Let’s talk about those incentives.
Defectors to South Korea receive state resettlement packages, financial assistance, housing support, and integration programs. There is a media ecosystem in the South that rewards the most dramatic narratives with book deals, television appearances, NGO careers, and speaking circuits. South Korean intelligence agencies have historically screened and processed defectors. None of this automatically means “everyone is lying.” It does mean there are material incentives, institutional filters, and political framing at work.
When testimony is gathered outside the country, from a self-selecting group, processed through security services, NGOs, and Western institutions, and then presented as comprehensive evidence about 25 million people, that is not clean data. It is structurally biased evidence.

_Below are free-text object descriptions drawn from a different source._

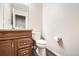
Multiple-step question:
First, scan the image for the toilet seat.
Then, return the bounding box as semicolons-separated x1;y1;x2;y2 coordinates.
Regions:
36;39;47;45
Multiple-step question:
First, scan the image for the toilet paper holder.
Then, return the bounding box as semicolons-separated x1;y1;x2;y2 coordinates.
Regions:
54;36;64;48
57;37;64;48
57;37;62;42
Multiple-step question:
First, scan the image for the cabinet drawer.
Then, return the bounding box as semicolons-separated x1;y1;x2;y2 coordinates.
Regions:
0;31;32;38
0;40;11;45
18;38;32;49
18;47;32;56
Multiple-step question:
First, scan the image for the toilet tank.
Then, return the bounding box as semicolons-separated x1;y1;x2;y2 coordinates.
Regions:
32;32;41;40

Meanwhile, anything produced inside the DPRK is dismissed out of hand as propaganda. So Western-aligned sources are presumed credible, socialist-state sources are presumed fraudulent. That asymmetry is doing all the heavy lifting in your argument.
“Hate the government, not the people” also sounds tidy until you realize the state in question survived total war, the destruction of nearly every major city, the killing of roughly 20% of its population, and decades of sanctions without collapsing internally. People lived in caves after U.S. bombing campaigns flattened urban infrastructure and flooded farmland by targeting dams.
Then came seventy years of sanctions, trade embargoes, financial isolation, technology bans, fuel restrictions, and constant military encirclement. This is long-term siege warfare in modern form.
You don’t get to wave that away as background context and then reduce everything to “the Kim family.”
If you strip out war, annihilation-level destruction, sanctions, isolation, and security compulsion and still insist governance style is the primary explanatory variable the only possible explanation is that you are supremely idiotic or are pushing western narratives on purpose.